Except for Brazil – which somehow is stuck between the two. No, wait… I’m not sure.

In Brazil, like in a lot of countries, you pay for a free-at-the-point-of-use national health service (Sistema Único de Saúde, SUS). You go to a public hospital or clinic, you’re triaged, and you wait your turn.

The problem, as I found when I needed to take someone to the hospital for a minor ailment, is that that wait can be five hours before the ominous-sounding avaliação – and that only then would we be seen by a doctor. But we gave up and went home. It wasn’t worth wasting an eternity over a sore throat, even if it was a bad one that desperately needed some antibiotics. So that was Plan A out the window.

And it wasn’t just the idea of being in a hospital for five hours, it was that the hospital looked more like an overcrowded refugee camp in Rwanda. People with gaunt, sullen faces were moping around, clearly in pain – others were simply sat on their chair, head down, contemplating life and resigned to the fact that they weren’t going to be seen any time soon. And they had a chair…

Those without one had begun pacing up and down or slouching up against the walls, others had started greeting newcomers with the news that they’d just stood at the end of an awfully long queue.

Rightly or wrongly, we only stuck it out for 45 minutes and then called it a day. Bus home. Early night. The next day, after a lot of umming and erring, we went for Plan B: the private hospital.

Most Brazilians who are earning enough pay out for private medical cover – it’s very common and the private hospitals are like palaces or 5-star hotels, as I’ve now witnessed.

The 5* hotel-esque IPO Hospital, Curitiba

Not at just any hospital either. Felipe’s sore throat was seen to by a consultant otorhinolaryngologist (look it up). He was given a laryngoscopy, offered catalytic injections for the antibiotics – and, if I’m not mistaken, a full body massage. Ok, maybe not the last one.

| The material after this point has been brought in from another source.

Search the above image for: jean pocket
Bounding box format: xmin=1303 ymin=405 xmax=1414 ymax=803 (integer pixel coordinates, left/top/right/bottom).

A trifle O.T.T. for a sore throat I felt, but given the fountains, the marble surroundings and the plush leather seating – I was just thankful I wasn’t breathing in the germs of another 150 people in that public hospital waiting room who were ranging from barely sniffly to verging on death.

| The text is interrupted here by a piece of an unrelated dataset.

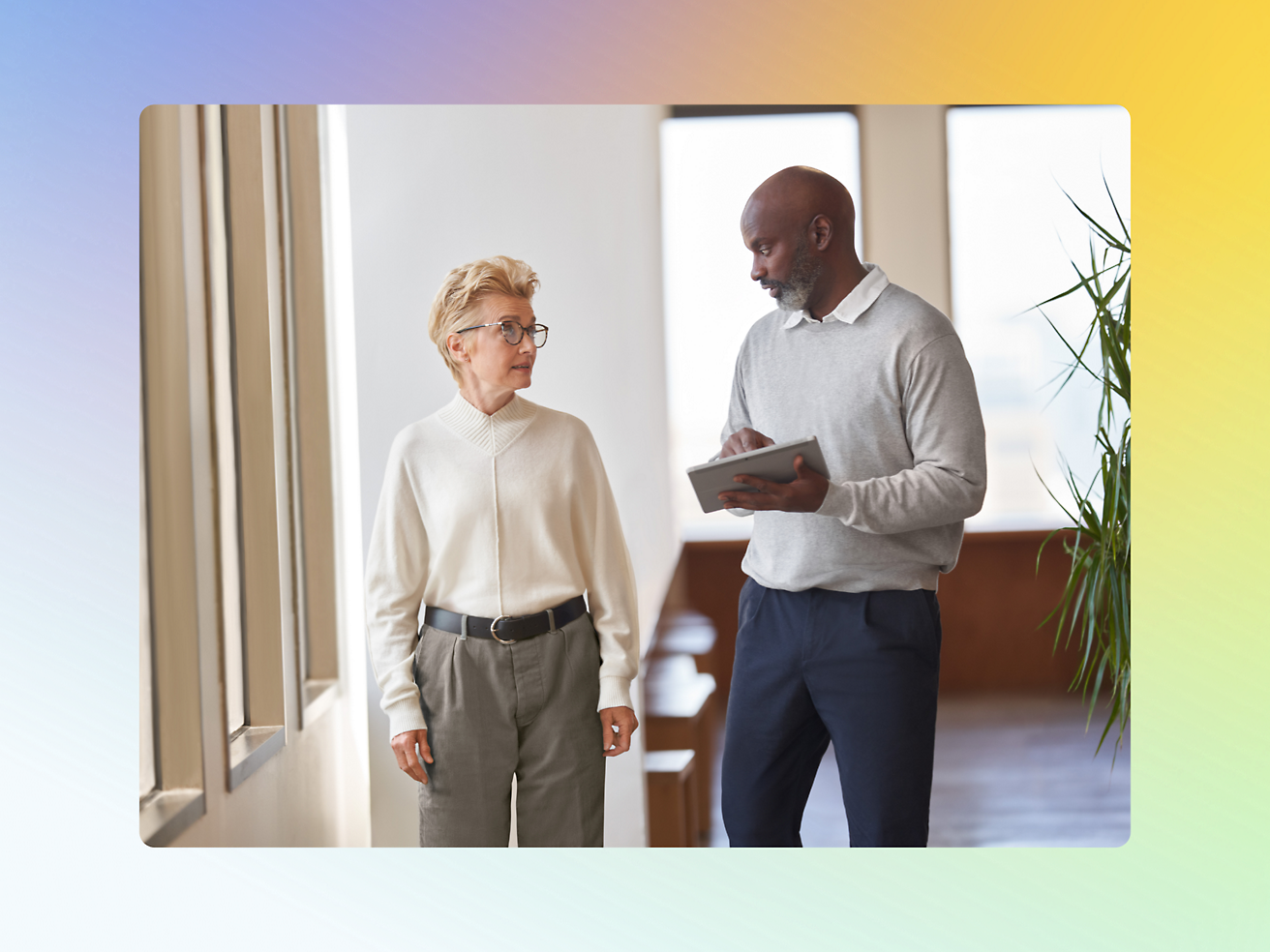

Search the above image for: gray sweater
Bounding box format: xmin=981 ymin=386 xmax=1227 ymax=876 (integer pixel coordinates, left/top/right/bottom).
xmin=723 ymin=267 xmax=986 ymax=591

Just one question now, doc: how much is this all going to cost?

Let’s just say that you wouldn’t have much change from $150 once you bought the antibiotics afterwards, but we were in an out in no time.

I came out of the experience feeling, well, terrible. Terrible that if you’re not earning very much – or perhaps not earning at all… a single mother, disabled person or a pensioner… you would be left with no option but to “put up and shut up”.

“At least they have that,” someone very proud of the system told me.

But if you do have the cash, well then, come on down!

I know that a good number of countries have this dilemma – the “no middle ground”.

But here, whether you’re treated like a mighty prince or like a mangy pauper depends on your ability to fork out for health insurance. All or nothing.

I’ve now lost count of the number of times I’ve heard people saying that “private hospitals in Brazil are among the best in the world, public hospitals are among the worst”. This seems more or less accurate.

And consider this last case. Say you break your nose and it sets wonky and you want it straightened. That’s exactly what happened to one of my friends here.

So he went to a surgeon and said, Hello, he’s my medical insurance – straighten my nose, please. The doctor practically laughed him out of the surgery.

For the money I’ll get from that insurer? On your bike. You’ll need to “top that up” yourself.

So many people have health insurance that the insurers stop paying decent money to the hospitals – and the doctors find the cash another way. And that’s  hardly surprising.

For those of you in the UK, you probably heard the rumblings about the cost of the Olympics – £9+ billion – and our health system isn’t perfect – although I’m personally very pro-NHS.

Now consider this terrible situation with public hospitals in Brazil – bearing in mind that Curitiba, where I currently am, is a prosperous city.

Then consider that this country has to fund the Olympics in 2016 and the World Cup two years earlier, and that the country is virtually starting both from scratch.

Then you’ll understand the anger of the neglected Brazilian masses here.